HIV has made us recognize that people express their love for each other in a variety of ways, and sometimes that love is expressed between people of the same gender. There is certainly much more tolerance today than there was 25 years ago, but I hope that we can say at the end of my life that full equality has been reached.
I hope that we can experience a time in the United States when we are realistic about the fact that adolescents are sexual, that some parents or groups might prefer abstinence, but that all adolescents need to know how to take care of themselves if they do decide to have sex.
HIV has focused attention on gender inequity, but inequality still remains and still fuels the epidemic. What will it take to create a truly gender-equal world?

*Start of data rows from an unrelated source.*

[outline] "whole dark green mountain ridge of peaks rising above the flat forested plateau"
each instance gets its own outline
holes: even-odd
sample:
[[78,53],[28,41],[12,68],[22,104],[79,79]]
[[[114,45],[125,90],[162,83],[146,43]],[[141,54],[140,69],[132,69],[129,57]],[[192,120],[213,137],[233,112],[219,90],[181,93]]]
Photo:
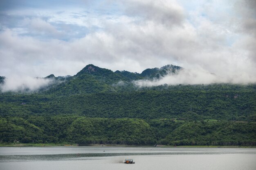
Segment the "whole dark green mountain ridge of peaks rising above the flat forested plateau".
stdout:
[[[161,68],[146,69],[141,74],[128,71],[113,72],[110,69],[100,68],[95,65],[87,65],[74,76],[66,80],[58,79],[53,74],[46,78],[60,80],[61,83],[53,85],[45,93],[50,94],[88,94],[97,92],[115,92],[135,90],[132,81],[142,79],[154,79],[175,73],[182,67],[166,65]],[[120,86],[122,84],[122,86]]]

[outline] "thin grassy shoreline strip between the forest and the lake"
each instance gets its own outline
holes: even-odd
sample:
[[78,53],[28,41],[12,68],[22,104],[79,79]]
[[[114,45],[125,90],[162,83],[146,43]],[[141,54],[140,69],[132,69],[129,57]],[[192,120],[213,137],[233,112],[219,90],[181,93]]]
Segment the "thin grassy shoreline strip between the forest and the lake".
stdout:
[[88,144],[79,145],[76,143],[0,143],[0,147],[152,147],[152,148],[256,148],[256,146],[218,146],[218,145],[117,145],[117,144]]

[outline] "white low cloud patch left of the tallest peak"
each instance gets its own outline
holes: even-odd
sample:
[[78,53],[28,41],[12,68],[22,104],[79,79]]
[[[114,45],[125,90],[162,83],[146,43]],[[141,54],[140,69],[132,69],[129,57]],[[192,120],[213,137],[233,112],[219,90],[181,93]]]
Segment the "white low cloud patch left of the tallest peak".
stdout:
[[35,92],[40,88],[56,83],[53,78],[33,78],[29,76],[11,76],[0,85],[2,92]]

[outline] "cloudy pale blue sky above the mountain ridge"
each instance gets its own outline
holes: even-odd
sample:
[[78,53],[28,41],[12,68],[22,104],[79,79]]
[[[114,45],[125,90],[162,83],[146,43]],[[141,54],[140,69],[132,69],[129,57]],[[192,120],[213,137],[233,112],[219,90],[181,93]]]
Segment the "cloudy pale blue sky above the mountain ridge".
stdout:
[[0,1],[0,76],[73,76],[88,64],[173,64],[202,80],[256,83],[256,1]]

HIV has taught Americans that there is a big world out there, and that our wealth and resources can do a lot of good. I marvel, every time I go to Africa or South America or China to do my AIDS research, at the energy and commitment of the people with whom I am privileged to work. HIV has taught us that we have much in common, and that we can work together for everyone's betterment.
I hope, at the end of my life, that our country recognizes that our fate is tied inextricably with the rest of the world, that we do our best work when we work together with others. I hope we can say that we really stepped up, did our best for our own citizens and the citizens of the world.
Thomas J. Coates, Ph.D., is professor of infectious diseases and director of the UCLA Program in Global Health at UCLA's David Geffen School of Medicine.